The older rebuttal? Well a sinusoid of constant freq, constant amplitude, and constant phase (no FM, AM, PM, pauses) has only one bit of INFORMATION – it’s either there of it isn’t. Further, its (one-sided) bandwidth is zero (B=0). So any sampling rate greater than zero is sufficient to assure that “no information is lost”. Even one sample. The probability that this sample is EXACTLY at a zero-crossing is zero.

Bernie

William Ward
Reply to  Bernie Hutchins
February 20, 2019 10:13 am

Bernie,

One thing a lot of us share in common is a curious mind and the love of learning things – and knowing things. But we have to try to keep clear whether we are at the chalkboard or in the real world with our interests. The fun things you brought up with the recent points are interesting but not applicable in the real world for any practical purpose.
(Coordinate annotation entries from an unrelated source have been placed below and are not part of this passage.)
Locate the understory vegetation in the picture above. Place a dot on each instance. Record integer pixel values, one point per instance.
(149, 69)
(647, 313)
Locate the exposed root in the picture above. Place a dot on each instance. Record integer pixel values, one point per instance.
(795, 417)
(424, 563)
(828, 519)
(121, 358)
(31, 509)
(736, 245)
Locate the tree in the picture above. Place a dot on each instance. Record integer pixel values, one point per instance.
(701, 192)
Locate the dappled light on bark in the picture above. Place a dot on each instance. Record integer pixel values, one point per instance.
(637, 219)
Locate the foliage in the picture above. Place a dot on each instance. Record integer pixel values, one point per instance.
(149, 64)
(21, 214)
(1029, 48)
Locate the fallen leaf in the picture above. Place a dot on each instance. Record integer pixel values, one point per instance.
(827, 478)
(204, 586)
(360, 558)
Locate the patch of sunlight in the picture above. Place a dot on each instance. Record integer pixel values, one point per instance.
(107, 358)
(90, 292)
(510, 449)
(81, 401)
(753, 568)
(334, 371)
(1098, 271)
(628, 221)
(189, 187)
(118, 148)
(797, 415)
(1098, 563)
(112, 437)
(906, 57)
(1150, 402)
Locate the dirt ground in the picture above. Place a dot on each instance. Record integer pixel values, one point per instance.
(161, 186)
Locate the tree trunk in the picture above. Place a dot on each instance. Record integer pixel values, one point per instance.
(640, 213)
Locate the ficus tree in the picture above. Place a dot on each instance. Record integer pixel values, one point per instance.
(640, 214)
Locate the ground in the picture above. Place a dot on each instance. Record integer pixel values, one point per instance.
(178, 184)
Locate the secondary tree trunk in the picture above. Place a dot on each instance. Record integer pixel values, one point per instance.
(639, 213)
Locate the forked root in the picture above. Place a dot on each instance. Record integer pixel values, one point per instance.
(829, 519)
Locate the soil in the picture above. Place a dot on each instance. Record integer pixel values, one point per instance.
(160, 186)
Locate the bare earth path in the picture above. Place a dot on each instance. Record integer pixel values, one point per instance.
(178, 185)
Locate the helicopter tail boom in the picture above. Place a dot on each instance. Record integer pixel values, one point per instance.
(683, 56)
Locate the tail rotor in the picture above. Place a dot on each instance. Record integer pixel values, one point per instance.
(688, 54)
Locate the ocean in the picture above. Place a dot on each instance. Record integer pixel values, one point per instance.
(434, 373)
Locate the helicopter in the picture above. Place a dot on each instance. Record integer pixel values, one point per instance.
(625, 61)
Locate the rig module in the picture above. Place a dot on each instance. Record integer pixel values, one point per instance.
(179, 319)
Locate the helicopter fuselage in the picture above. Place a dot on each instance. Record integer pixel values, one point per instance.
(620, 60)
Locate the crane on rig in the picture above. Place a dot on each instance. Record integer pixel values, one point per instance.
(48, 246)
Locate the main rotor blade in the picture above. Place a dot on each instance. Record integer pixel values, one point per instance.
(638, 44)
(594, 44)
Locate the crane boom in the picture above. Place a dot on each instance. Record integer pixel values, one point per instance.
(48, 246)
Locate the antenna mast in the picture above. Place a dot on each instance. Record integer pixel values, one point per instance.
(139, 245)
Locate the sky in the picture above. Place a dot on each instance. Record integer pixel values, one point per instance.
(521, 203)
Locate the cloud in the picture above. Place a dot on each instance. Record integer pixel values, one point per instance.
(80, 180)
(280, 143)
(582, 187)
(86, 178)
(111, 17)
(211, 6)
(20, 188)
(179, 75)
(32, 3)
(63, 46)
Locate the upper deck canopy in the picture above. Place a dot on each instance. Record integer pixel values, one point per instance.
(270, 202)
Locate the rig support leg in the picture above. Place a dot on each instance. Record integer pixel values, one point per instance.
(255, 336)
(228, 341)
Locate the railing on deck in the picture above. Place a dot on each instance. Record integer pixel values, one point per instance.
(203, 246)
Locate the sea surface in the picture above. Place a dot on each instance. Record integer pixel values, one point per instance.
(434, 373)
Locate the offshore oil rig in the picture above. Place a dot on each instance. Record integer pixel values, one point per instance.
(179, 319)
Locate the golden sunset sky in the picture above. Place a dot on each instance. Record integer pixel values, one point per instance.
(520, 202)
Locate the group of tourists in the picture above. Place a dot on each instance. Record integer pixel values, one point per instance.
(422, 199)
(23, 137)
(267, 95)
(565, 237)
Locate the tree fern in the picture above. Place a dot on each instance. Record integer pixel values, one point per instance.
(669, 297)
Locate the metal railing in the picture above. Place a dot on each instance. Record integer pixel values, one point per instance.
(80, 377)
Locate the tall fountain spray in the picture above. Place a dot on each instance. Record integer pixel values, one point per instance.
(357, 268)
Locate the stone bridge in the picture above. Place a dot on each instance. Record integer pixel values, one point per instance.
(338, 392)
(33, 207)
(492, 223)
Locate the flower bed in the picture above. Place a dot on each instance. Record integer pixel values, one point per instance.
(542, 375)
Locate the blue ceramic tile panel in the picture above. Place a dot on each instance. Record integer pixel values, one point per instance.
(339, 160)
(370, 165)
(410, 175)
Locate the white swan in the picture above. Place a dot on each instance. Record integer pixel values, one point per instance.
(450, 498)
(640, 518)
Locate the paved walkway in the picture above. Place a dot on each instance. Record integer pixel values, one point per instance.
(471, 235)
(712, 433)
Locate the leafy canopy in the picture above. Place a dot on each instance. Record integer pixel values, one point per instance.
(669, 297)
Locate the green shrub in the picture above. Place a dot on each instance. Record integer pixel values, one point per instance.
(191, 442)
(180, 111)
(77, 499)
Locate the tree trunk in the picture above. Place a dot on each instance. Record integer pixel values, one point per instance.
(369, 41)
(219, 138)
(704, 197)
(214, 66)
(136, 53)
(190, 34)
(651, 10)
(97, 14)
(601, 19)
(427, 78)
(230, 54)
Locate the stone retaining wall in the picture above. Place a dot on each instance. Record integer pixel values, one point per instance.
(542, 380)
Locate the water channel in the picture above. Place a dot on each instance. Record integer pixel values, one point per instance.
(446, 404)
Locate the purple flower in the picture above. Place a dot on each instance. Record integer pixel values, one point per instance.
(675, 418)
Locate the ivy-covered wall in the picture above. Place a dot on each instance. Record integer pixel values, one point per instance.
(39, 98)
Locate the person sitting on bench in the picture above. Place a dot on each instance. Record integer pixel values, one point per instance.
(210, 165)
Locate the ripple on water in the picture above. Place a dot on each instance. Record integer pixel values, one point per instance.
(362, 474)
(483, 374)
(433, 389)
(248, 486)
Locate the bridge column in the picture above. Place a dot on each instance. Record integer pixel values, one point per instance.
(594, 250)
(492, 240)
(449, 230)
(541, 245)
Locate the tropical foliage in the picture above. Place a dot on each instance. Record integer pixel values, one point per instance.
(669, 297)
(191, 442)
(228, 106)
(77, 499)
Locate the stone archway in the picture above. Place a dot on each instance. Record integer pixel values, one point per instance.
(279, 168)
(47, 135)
You said: “The probability that this sample is EXACTLY at a zero-crossing is zero.”

Yes. But you were discussing theory. The probability of finding a real world application where we need to sample a signal-generator-grade sine wave and try to sample it at exactly 2x the frequency is zero.
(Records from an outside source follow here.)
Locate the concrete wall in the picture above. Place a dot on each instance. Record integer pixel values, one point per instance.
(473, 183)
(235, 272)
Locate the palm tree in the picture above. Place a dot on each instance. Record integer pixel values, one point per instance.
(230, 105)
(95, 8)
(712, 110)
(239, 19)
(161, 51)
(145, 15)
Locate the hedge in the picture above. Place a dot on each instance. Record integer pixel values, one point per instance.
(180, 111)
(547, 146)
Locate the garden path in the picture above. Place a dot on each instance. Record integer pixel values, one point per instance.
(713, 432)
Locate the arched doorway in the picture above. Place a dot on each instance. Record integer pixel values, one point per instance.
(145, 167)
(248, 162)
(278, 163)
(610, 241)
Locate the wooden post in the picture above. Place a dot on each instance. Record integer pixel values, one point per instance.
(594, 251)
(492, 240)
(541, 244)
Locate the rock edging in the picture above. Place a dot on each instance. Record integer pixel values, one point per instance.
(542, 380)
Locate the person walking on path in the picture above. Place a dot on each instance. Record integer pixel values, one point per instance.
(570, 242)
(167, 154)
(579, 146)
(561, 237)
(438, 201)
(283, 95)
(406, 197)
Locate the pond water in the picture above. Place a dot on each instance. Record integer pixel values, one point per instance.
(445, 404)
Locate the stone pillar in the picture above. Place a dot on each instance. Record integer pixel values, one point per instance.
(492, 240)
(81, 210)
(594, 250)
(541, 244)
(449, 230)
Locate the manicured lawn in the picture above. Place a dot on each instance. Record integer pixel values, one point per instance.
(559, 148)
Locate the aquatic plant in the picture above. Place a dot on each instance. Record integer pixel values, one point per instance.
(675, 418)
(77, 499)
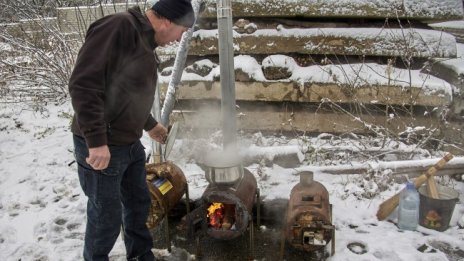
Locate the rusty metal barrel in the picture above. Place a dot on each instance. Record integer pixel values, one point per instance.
(167, 184)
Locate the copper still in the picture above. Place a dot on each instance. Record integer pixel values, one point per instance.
(309, 215)
(167, 184)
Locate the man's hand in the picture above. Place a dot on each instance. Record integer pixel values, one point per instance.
(99, 157)
(159, 133)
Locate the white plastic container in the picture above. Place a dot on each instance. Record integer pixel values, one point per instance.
(408, 212)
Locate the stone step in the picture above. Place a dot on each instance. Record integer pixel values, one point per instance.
(311, 92)
(334, 41)
(206, 115)
(367, 83)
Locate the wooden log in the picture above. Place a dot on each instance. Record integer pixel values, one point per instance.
(336, 41)
(295, 117)
(312, 92)
(412, 168)
(412, 10)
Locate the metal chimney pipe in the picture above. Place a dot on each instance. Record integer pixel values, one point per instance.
(226, 61)
(306, 178)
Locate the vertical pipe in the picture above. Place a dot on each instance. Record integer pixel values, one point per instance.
(179, 65)
(156, 112)
(226, 61)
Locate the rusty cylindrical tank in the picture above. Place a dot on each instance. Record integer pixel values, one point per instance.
(167, 184)
(309, 222)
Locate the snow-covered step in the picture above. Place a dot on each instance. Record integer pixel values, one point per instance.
(455, 28)
(410, 9)
(367, 83)
(256, 116)
(335, 41)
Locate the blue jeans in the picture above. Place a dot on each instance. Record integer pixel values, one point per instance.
(117, 196)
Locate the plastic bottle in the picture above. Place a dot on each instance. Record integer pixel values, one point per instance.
(408, 213)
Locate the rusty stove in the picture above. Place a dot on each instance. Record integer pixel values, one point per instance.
(309, 216)
(226, 208)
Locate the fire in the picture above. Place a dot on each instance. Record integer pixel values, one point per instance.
(216, 214)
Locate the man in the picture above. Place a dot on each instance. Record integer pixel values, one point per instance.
(112, 89)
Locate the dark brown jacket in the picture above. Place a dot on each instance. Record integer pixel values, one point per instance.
(113, 83)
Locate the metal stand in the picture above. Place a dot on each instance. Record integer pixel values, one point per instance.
(166, 219)
(252, 241)
(258, 208)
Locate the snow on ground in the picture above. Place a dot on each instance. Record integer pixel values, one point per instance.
(42, 208)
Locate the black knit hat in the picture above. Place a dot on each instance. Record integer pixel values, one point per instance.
(179, 12)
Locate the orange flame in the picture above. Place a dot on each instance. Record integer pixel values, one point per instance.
(215, 214)
(214, 207)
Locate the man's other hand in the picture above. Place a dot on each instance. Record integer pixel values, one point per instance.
(99, 157)
(158, 133)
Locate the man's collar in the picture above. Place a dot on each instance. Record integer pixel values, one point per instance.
(147, 29)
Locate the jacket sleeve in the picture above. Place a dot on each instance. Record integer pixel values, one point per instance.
(104, 40)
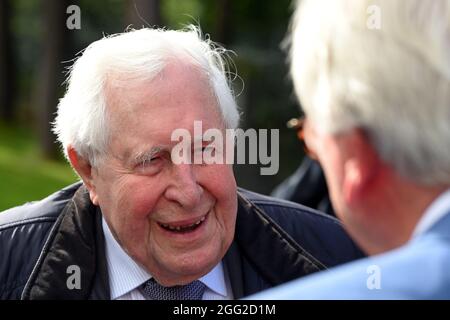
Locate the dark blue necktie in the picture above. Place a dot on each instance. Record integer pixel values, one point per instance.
(154, 291)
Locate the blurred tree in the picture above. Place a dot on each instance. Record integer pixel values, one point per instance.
(50, 73)
(140, 13)
(6, 63)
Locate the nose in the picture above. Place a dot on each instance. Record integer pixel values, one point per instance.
(184, 188)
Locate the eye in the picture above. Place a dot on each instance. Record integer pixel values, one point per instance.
(150, 166)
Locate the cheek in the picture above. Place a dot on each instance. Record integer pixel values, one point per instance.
(138, 197)
(222, 186)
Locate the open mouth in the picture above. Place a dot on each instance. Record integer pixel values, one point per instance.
(183, 228)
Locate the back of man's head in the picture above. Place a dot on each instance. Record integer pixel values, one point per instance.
(383, 66)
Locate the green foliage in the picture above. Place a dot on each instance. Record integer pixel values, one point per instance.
(24, 174)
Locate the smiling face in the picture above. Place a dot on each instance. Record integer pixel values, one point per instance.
(177, 221)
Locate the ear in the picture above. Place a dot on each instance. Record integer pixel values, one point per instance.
(361, 166)
(84, 169)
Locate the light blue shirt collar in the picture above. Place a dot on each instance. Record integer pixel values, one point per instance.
(439, 208)
(125, 274)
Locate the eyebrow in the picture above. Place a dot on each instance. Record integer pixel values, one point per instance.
(147, 155)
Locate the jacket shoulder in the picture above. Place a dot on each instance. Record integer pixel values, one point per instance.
(23, 232)
(316, 232)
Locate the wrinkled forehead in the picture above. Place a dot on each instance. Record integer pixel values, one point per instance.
(176, 84)
(147, 112)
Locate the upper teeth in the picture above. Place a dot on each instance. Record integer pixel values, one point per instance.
(178, 228)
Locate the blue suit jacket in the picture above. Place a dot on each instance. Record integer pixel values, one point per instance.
(418, 270)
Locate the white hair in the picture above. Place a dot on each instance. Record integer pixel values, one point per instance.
(135, 55)
(392, 81)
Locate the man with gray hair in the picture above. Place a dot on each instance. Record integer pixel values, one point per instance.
(141, 225)
(376, 95)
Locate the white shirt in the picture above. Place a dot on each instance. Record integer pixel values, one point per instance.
(126, 276)
(435, 211)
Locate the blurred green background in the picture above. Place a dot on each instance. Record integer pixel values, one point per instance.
(36, 48)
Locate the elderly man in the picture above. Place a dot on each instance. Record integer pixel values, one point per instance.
(141, 226)
(376, 95)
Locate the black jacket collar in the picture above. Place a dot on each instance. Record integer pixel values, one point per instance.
(262, 254)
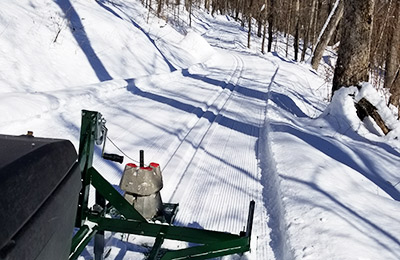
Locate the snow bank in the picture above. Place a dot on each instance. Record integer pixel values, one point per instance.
(197, 46)
(342, 113)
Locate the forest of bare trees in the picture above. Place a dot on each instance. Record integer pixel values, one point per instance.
(309, 26)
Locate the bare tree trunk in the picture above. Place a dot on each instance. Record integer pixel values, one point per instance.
(250, 16)
(308, 30)
(271, 18)
(392, 76)
(259, 28)
(288, 30)
(326, 33)
(207, 5)
(393, 57)
(264, 26)
(354, 51)
(297, 29)
(159, 7)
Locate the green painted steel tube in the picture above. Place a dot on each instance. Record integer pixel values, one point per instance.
(193, 235)
(75, 254)
(76, 240)
(215, 249)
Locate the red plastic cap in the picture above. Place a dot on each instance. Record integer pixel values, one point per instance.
(155, 165)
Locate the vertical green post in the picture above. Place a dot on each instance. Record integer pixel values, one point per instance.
(85, 160)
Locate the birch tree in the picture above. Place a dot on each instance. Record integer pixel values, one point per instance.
(352, 66)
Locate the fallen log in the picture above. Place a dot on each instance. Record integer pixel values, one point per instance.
(365, 108)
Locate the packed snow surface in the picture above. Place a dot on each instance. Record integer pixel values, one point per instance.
(226, 123)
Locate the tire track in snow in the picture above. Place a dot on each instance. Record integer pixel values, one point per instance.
(224, 174)
(183, 156)
(271, 191)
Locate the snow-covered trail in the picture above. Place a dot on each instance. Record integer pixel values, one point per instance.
(205, 133)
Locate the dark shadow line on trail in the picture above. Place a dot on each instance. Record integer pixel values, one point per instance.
(332, 198)
(245, 128)
(78, 31)
(239, 89)
(339, 155)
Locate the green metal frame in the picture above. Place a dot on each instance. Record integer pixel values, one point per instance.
(209, 244)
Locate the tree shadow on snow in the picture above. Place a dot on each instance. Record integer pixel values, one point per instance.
(369, 224)
(101, 3)
(78, 31)
(228, 122)
(334, 151)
The topic is really how sampling affects the accuracy and therefore value of our temperature record. We are dealing with a real world application. What is the point of bringing up academic-only special cases that have no application to the subject? None of those special cases can help us go back and improve the record and none of them would be useful if we were to try to improve the way to do capture data.

February 20, 2019 4:33 pm

William Ward at February 20, 2019 at 10:13 am said in part

“. . . . . . . . We are dealing with a real world application. What is the point of bringing up academic-only special cases that have no application to the subject? . . . . . . . .”
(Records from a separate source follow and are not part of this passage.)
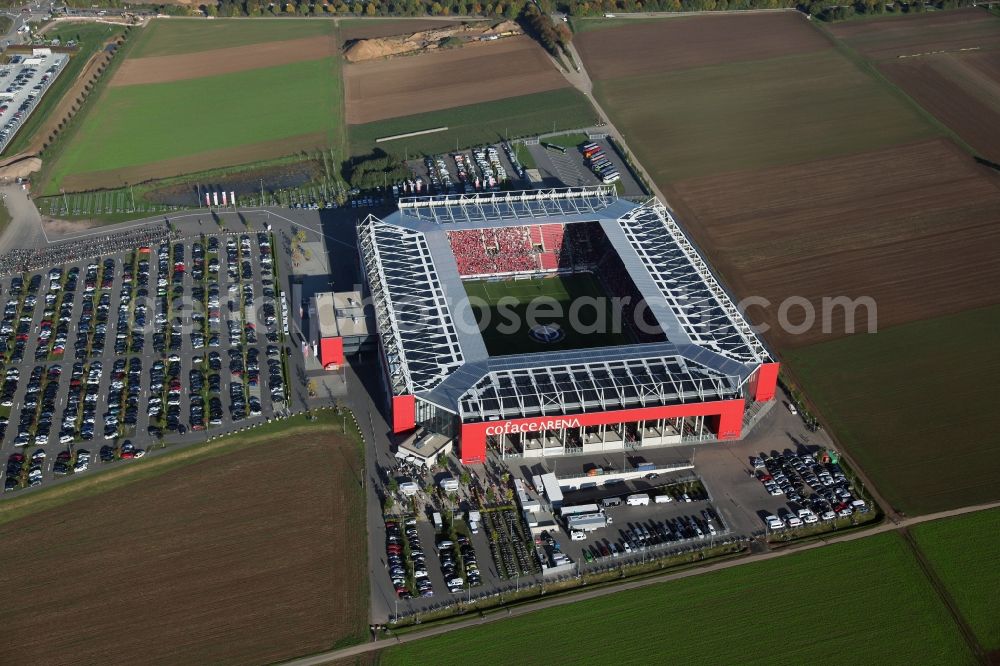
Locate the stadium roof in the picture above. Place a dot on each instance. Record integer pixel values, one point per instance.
(434, 349)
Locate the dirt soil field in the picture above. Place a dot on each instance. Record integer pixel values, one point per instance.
(896, 36)
(480, 72)
(211, 563)
(413, 43)
(212, 159)
(916, 228)
(366, 28)
(162, 69)
(960, 90)
(662, 46)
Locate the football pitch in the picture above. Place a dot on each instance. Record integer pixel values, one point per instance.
(574, 309)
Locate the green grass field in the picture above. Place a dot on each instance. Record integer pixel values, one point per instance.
(91, 38)
(503, 337)
(755, 114)
(136, 125)
(179, 35)
(476, 124)
(965, 553)
(916, 406)
(865, 601)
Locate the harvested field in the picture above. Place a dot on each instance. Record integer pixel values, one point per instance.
(167, 68)
(916, 407)
(175, 36)
(960, 90)
(206, 563)
(645, 47)
(479, 72)
(758, 114)
(916, 228)
(891, 37)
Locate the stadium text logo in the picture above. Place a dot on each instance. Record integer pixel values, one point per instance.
(535, 426)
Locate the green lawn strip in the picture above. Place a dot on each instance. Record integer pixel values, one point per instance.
(965, 555)
(97, 481)
(838, 603)
(927, 434)
(175, 36)
(477, 124)
(91, 38)
(571, 140)
(218, 112)
(756, 114)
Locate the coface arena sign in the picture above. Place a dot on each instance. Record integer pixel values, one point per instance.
(510, 428)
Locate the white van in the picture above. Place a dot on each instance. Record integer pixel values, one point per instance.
(639, 499)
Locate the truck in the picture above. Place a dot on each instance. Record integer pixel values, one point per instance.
(579, 508)
(638, 499)
(588, 522)
(474, 520)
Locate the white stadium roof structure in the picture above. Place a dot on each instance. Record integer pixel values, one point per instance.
(434, 350)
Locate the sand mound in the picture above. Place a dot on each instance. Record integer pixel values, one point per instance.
(427, 40)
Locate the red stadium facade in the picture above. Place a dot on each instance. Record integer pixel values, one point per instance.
(690, 373)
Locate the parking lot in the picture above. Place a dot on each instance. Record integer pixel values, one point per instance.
(482, 169)
(117, 352)
(22, 84)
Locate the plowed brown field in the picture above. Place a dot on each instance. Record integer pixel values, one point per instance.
(479, 72)
(916, 228)
(166, 68)
(960, 90)
(662, 46)
(891, 37)
(229, 560)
Well – I guess it’s the same point YOU intended in bringing up the SAME special case:

William Ward at February 19, 2019 at 11:18 pm

“. . . . . . . . . . But what about this scenario? Sample 1sin(x), where the sample clock falls at exactly x = nπ, where n = 0, 1, 2, 3, … . . . . . . “

So William employs these sort of academic parlor-games in formulating an original “gotcha” but objects to someone else, using standard basic DSP theory, following up to a FULL understanding of the simplest of examples. Toy examples still have to follow theory – no slight-of-hand is used. There are no “academic-only special cases”. Instead only Nature reminding us (sotto voce) that She can be subtle.

At the same time, he misuses DSP notions of sampling (values, but no corresponding times given), aliasing (what spectral overlaps occur), and jitter (the change of average time between samples that 1sky1 pointed out).

Bernie

William Ward
Reply to  Bernie Hutchins
February 20, 2019 10:27 pm

Bernie, I’m sorry for offending you. I hope you will accept my apology.

I addressed your technical points in another recent reply.